Le sue mani mi sfiorarono la pelle con timidezza. -Ti sta benissimo.- Mormorò, mi lasciò un bacio umido sul collo, proseguì fino alla scapola. 

Le sue dita scivolarono sotto il caldo tessuto del mio pigiama scoprendomi le spalle.
-È davvero bella.- 

Le sue labbra continuavano a non staccarsi dalla mia pelle, succhiando quasi con foga.

-Axel...- Lo chiamai una prima volta, in risposta vidi un piccolo e veloce sorriso sul suo volto. 

-Axel...- Lui continuò imperterrito, i suoi baci umidi appena dietro il collo. 

-C'è Théo nella stanza qui di fianco.- Lentamente mi allontanai, lo inchiodai con lo sguardo.

-E....non sono venuta per... per questo.- Spiegai pettinandomi agitatamente i capelli con una mano.

La delusione sul suo volto fu quasi palpabile. -Pensavo che...-

-Non fraintendere!
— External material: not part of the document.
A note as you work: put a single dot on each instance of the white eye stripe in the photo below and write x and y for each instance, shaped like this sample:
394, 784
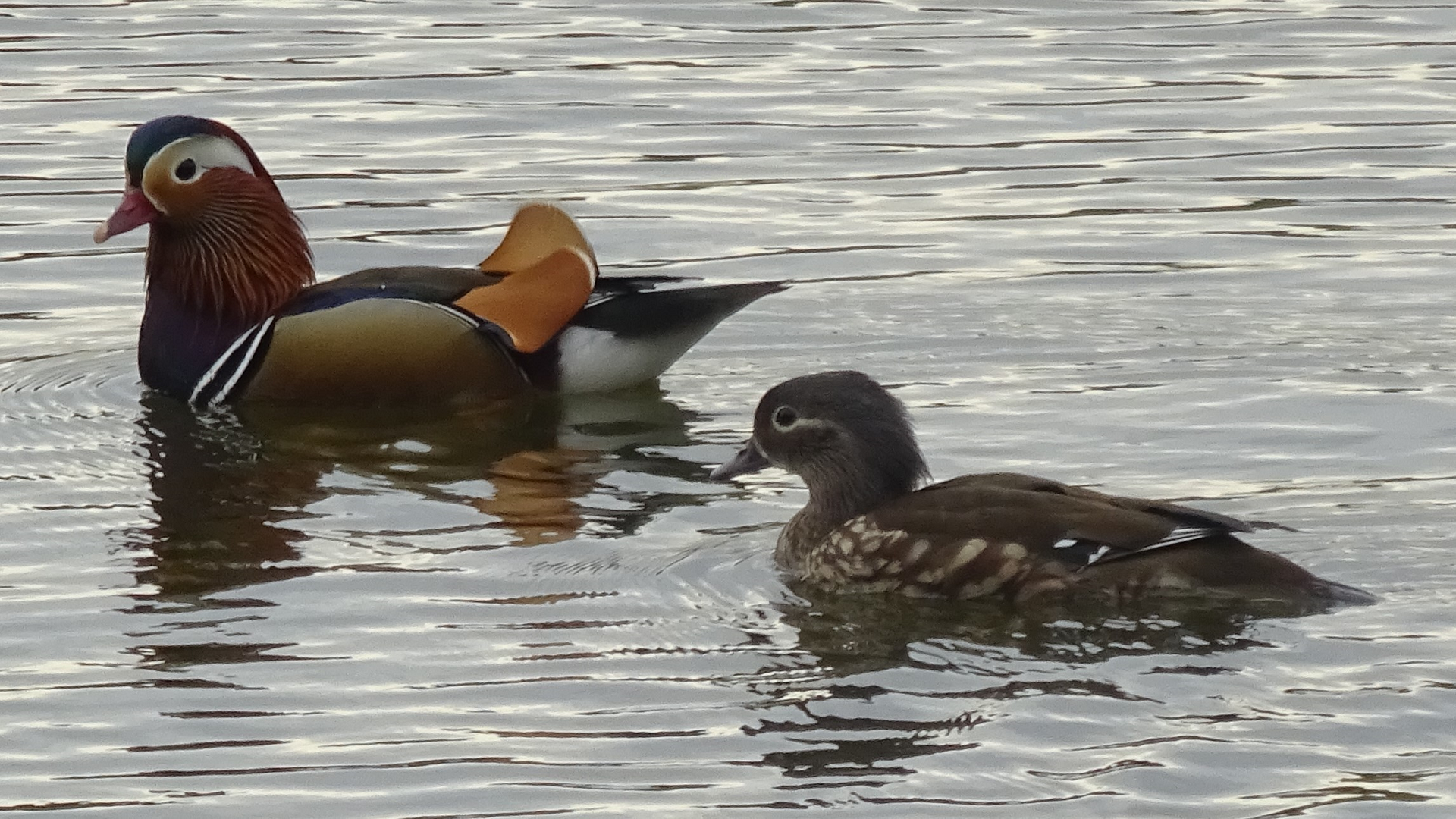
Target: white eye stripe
783, 419
206, 152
Sono solo stanca, è stata una giornata lunga.- Le parole mi uscirono agitate, quasi incerte. 

Fecero dubitare persino me stessa.
-Capisco.- Mentì. 

-Non ti preoccupare.- A disagio si allontanò un pelo, si agitò sul materasso. 

-Credo che andrò a fumarmi una sigaretta.- Aggiunse alzandosi e sparendo dietro la porta finestra del balcone.

Come rovinare una serata perfetta by Amber.
Rimasi sola coi miei mille pensieri e dubbi per l'ennesima volta.


Sfiorai la maniglia della portiera posteriore con un sorriso ampio e accogliente. 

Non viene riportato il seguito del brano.